True, helicopters use rotating wings to get lift, but the net result is a change in momentum of a stream of air, just like a propeller.

The losses from turning flow through an angle twice (the inflow will also get turned as soon as the craft is moving) have also been mentioned before in this thread, when the poor efficiency of such a scheme was briefly mentioned.

If you turn all the flow through 90 degrees at the outlet side, to get a propulsive force in one direction, then you don't also get a lift force in the upwards direction. The direction of momentum of the flow has been redirected from providing lift to providing thrust. This is just Newtonian mechanics at work.

 

well said Jeremy, and no I hadn't read the thread before I jumped in but I have been ocationaly stopping buy to see if the game is still on.

My theory is it won't work for beans but I'm always up for listening to crazy ideas, lord knows I have my own share of them.

Cheers and points for a patient and well constructed explanation
B

eek
won't let me
not sure whats up with that but I tried

 

I am not convinced that there is a two fold change of direction particularly the incoming air flow, a helocopter is not affected by forward motion even at high speed.a boat would be slow in comparison. Cyclones do not colapse and move quite fast. Why have so many craft been designed with horizontal fans, they move forward at speed.
There are many designs being explored ( and computer models) which would direct the air flow against the supporting water and create forward thrust as well.The design shown is not set in concrete.

When air is displaced it is replaced by atmospheric pressure rushing in from all directions. The vaccum and syphon principles are not well understood even after hundreds of years from the proven experements.

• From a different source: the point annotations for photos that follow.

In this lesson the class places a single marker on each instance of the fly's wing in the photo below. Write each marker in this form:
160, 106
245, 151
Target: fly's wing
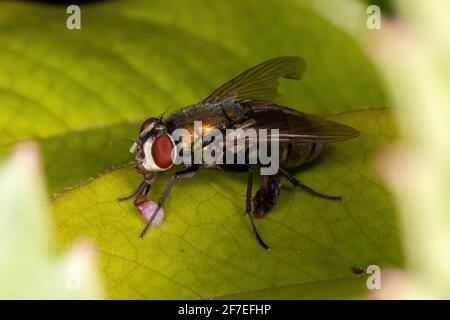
293, 126
259, 83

Effeciency would come from from good power to weight ratios.

 

Helicopters are most definately effected by forward motion. This is called translational lift. Google it... What happens is that the lifting capability of a helicopter rotor substantially increases once you get some forward speed. The effect is most pronounced at low speed, from 12-16 knots.

You will get a very small amount of lift that is induced by the air near the inlet accelerating. This is often described as the "inlet lip effect". What is happening is the increased velocity of the air near the lip, creates some lift. It isn't much but it is probably what you are seeing in your measurements.

If you think about it you need a lot more vertical lift than you do horizontal thrust. You are trying to lift the boat to near the surface so it's going to take a considerable amount of force. That means either a large area (at a low pressure) or a smaller area at a higher pressure is required. If you research VSTOL aircraft you will find that the larger the rotor (or fan area) the more efficient the lifting is. Air cushion vehicles "cheat" by creating a large suface under the hull and then sealing it. This reduces the amount of pumping work necessary to that equal to amount of leakage out from under the skirt. If there was no leakage it would require no power to perform the lifting.

 

I can`t disagree with what you are saying.the intention is to "take advantage" of as much lift that may be available, not expecting to lift the boat. I appreciate that a large as possible "cone of lift" is desirable, but ducted fans increase efficiency and a big diameter roto is not practical. I understand that a helicopter lift comes from airflow coming down through the top of the roto,not up from underneath as in an autogiro. I don`t think I should use too much of helicopter technology and "transnitional lift" in respect of this design as forward speed in not essential but thrust is. I appreciate you comments and I would love to get the involved airflow clear. there seems to be a lot of contrary opinions.

 

Ducted fans *can* improve efficiency, but only over a relatively small range of working conditions. Open props are generally more efficient over a broad range of working conditions, which is why most commercial hovercraft, for example, use open props for propulsion. Ducted fans, particularly axial flow types, are extremely sensitive to small changes in pressure ratio. Talk to any small leisure hovercraft owner, or better still, go along to a hovercraft race, and you will see and hear first hand the fans stalling, loading up and generally running sub-optimally for much of the time. The small hovercraft people live with this inefficiency and just add more hp to overcome it. They pretty much have do this to because safety and the high pressure ratios they need to run pretty much dictate that they use ducted fans, at least for lift, plus many of the popular race craft use integrated lift/thrust systems. Centrifugal fans are more tolerant of pressure ratio changes, but tend to have lower peak efficiency and are big and heavy when compared to an axial flow fan of the same mass flow rate.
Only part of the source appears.